Ontological Argument - Classification

Classification

The traditional definition of an ontological argument was given by Immanuel Kant. He contrasted the ontological argument (literally any argument "concerned with being") with the cosmological and physio-theoretical arguments. According to the Kantian view, ontological arguments are those which are founded on a priori reasoning.

Graham Oppy, who elsewhere expressed the view that he "see no urgent reason" to depart from the traditional definition, defined ontological arguments as those that begin with "nothing but analytic, a priori and necessary premises" and conclude that God exists. Oppy admitted, however, that not all of the "traditional characteristics" of an ontological argument (analyticity, necessity, and a priority) are found in all ontological arguments and, in his 2007 work Ontological Arguments and Belief in God, suggested that a better definition of an ontological argument would employ only considerations "entirely internal to the theistic worldview".

Oppy subclassified ontological arguments into definitional, conceptual (or hyperintensional), modal, Meinongian, experiential, mereological, higher-order, or Hegelian categories, based on the qualities of their premises. He defined these qualities as follows: definitional arguments invoke definitions; conceptual arguments invoke "the possession of certain kinds of ideas or concepts"; modal arguments consider possibilities; Meinongian arguments assert "a distinction between different categories of existence"; experiential arguments employ the idea that God exists solely to those who have had experience of him; and Hegelian arguments are from Hegel. He later categorized mereological as arguments that "draw on… the theory of the whole-part relation".

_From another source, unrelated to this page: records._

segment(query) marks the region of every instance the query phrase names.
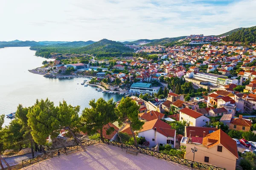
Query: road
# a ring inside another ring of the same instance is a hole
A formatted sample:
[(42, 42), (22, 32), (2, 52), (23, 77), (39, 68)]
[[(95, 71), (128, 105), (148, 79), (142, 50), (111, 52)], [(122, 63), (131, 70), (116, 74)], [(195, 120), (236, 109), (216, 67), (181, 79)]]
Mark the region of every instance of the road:
[[(38, 152), (35, 153), (35, 156), (37, 156), (38, 155), (41, 155), (42, 154), (41, 153)], [(16, 165), (22, 163), (22, 160), (23, 159), (26, 159), (27, 158), (29, 158), (32, 157), (32, 154), (28, 154), (26, 155), (21, 155), (20, 156), (13, 156), (11, 157), (9, 157), (7, 158), (6, 158), (5, 160), (6, 161), (7, 163), (9, 164), (9, 165), (10, 166)], [(6, 167), (7, 166), (6, 165), (2, 162), (2, 163), (4, 167)], [(0, 167), (0, 170), (1, 169), (1, 167)]]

William Lane Craig criticised Oppy's study as too vague for useful classification. Craig argued that an argument can be classified as ontological if it attempts to deduce the existence of God, along with other necessary truths, from his definition. He suggested that proponents of ontological arguments would claim that, if one fully understood the concept of God, one must accept his existence. William L. Rowe defined ontological arguments as those that start from the definition of God and, using only a priori principles, conclude with God's existence.